ReducerDriver: the driver class responsible for calling the Reducer’s reduce() method.
MapReduceDriver: the combined MapReduce driver responsible for calling the Mapper’s map() method first, followed by an in-memory Shuffle phase. At the end of this phase the Reducer’s reduce() method is invoked.
Each of the classes above has methods that allow to provide inputs and expected outputs for the tests. The JUnit API’s setup() method is responsible for creating new instances of the Mapper, Reducer, and the appropriate MRUnit drivers needed for each specific test purposes.

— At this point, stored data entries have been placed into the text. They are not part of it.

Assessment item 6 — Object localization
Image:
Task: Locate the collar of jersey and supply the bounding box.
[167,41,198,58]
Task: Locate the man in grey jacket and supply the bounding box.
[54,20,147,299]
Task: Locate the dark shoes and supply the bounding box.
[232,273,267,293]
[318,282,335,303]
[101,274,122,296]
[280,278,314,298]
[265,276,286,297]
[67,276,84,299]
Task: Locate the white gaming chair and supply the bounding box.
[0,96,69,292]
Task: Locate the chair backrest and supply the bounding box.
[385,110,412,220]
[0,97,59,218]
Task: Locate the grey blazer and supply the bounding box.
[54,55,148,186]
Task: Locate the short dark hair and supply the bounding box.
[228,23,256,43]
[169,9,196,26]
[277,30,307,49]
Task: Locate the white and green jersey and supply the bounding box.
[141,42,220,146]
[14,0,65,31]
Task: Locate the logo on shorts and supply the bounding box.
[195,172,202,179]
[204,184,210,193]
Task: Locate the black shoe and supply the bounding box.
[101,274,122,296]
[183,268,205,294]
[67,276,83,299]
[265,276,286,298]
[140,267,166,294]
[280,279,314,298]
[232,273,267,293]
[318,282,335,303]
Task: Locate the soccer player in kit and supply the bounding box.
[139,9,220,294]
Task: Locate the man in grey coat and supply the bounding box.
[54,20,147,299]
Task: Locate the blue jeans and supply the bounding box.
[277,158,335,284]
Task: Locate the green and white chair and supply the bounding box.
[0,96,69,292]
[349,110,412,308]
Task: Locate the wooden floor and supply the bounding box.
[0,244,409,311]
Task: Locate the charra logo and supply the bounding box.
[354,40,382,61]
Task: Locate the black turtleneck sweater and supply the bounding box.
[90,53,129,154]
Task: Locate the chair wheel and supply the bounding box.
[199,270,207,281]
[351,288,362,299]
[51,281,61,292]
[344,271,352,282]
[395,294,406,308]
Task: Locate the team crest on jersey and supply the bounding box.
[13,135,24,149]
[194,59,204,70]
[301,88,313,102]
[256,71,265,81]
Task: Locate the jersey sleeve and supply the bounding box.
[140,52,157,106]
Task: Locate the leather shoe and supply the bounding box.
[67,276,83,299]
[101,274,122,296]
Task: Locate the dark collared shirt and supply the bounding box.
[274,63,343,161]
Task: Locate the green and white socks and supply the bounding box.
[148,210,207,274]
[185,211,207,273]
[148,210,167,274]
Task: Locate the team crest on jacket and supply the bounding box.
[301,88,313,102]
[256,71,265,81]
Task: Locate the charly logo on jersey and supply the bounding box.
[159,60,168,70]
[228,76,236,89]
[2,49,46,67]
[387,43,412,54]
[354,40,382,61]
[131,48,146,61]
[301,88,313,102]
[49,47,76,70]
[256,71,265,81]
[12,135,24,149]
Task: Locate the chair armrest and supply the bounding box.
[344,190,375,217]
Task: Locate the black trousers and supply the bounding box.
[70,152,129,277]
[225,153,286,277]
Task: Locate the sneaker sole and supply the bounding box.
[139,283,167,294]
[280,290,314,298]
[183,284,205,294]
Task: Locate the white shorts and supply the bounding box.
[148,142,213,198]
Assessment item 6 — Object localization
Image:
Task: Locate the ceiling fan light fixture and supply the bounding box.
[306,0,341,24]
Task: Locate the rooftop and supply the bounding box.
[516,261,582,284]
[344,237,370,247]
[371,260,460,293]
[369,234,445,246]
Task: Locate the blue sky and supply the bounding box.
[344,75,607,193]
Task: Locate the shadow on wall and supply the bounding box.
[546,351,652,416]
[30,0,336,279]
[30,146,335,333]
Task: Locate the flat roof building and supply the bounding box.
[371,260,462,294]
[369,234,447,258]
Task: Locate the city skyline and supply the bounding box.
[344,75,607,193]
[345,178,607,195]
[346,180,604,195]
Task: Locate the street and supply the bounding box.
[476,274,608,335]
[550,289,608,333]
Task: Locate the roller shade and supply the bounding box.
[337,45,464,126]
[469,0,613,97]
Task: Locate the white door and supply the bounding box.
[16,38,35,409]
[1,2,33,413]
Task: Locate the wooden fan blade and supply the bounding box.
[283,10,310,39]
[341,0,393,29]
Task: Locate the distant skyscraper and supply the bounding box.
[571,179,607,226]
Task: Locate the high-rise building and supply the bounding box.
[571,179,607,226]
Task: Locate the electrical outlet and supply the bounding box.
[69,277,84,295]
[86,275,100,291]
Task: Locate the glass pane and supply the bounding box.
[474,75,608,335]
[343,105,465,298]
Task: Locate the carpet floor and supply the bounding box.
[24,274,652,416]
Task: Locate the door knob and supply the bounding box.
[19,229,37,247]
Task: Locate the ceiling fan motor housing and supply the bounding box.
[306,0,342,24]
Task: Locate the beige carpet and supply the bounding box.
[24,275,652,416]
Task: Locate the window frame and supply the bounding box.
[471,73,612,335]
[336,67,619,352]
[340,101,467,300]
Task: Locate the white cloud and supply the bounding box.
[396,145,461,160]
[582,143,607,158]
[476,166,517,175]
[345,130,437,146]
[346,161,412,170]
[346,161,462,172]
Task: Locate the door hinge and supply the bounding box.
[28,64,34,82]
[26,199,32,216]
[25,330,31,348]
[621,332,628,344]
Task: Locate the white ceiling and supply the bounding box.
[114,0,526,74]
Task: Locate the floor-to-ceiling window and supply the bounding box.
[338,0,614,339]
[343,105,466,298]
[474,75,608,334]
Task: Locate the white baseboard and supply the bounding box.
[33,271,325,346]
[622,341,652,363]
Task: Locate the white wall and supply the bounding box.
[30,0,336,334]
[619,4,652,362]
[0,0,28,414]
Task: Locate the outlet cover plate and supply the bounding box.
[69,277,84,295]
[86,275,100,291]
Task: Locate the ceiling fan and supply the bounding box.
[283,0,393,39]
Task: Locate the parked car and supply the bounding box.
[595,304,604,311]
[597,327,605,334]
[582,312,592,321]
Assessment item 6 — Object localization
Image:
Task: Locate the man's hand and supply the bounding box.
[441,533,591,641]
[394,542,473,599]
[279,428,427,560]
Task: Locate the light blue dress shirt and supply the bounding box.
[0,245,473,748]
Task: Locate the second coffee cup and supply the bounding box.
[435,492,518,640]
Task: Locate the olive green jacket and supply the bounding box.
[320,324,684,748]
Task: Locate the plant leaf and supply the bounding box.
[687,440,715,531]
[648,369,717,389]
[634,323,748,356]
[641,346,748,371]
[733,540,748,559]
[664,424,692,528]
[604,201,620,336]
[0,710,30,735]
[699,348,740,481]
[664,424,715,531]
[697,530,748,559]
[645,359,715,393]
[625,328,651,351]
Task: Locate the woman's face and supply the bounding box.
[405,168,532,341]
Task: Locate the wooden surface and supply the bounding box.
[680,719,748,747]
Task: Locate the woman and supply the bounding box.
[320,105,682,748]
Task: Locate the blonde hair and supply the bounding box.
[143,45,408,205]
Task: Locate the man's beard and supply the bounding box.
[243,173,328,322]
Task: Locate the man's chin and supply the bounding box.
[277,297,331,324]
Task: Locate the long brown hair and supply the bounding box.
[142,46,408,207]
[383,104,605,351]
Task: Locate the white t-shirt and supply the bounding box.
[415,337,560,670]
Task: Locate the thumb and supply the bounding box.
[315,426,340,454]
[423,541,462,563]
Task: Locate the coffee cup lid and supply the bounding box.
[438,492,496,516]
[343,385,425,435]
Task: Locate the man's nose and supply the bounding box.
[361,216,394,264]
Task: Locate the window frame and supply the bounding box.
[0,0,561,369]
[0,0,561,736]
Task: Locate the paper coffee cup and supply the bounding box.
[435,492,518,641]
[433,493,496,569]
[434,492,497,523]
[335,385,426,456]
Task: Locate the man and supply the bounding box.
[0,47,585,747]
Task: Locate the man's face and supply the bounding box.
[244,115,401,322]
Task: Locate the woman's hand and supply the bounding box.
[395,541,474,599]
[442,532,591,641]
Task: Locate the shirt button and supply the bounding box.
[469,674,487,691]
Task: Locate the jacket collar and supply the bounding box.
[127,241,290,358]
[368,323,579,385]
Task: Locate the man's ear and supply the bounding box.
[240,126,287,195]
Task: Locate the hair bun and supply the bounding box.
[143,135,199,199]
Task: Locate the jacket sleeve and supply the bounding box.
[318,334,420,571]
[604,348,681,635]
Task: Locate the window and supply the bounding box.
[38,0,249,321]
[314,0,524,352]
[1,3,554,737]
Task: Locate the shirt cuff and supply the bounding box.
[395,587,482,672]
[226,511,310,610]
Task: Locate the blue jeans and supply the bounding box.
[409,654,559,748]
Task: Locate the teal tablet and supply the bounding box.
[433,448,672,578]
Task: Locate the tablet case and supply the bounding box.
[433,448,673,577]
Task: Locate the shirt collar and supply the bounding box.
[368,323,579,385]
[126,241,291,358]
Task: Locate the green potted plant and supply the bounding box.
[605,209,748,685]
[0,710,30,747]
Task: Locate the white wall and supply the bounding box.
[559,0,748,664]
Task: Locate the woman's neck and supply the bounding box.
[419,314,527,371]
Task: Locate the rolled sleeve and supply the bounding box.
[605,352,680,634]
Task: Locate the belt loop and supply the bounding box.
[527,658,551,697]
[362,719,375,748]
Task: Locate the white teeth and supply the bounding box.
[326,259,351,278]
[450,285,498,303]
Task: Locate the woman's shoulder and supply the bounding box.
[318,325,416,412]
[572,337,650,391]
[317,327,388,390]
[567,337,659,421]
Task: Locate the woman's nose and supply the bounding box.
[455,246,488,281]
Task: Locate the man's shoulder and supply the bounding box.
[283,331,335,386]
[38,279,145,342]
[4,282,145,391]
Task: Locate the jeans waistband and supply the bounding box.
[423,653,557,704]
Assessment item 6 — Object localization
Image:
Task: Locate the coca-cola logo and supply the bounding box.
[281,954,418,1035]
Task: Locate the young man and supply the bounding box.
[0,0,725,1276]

In order to add MRUnit to an Hadoop MapReduce project you need to add it as test dependency in the project POM file (of course the project is a Maven project,  I am sure you're not planning to skip Maven for this kind of project):

<dependency>
        <groupId>org.apache.mrunit</groupId>
        <artifactId>mrunit</artifactId>
        <version>1.1.0</version>
        <classifier>hadoop2</classifier>
        <scope>test</scope>

</dependency>

and of course JUnit should be present as well:

<dependency>
      <groupId>junit</groupId>
      <artifactId>junit</artifactId>
      <version>4.12</version>
      <scope>test</scope>

</dependency>

I am not referring to any particular IDE in this discussion. The example project can be created and managed through Maven by a shell.You can then choose to import it in your favourite one.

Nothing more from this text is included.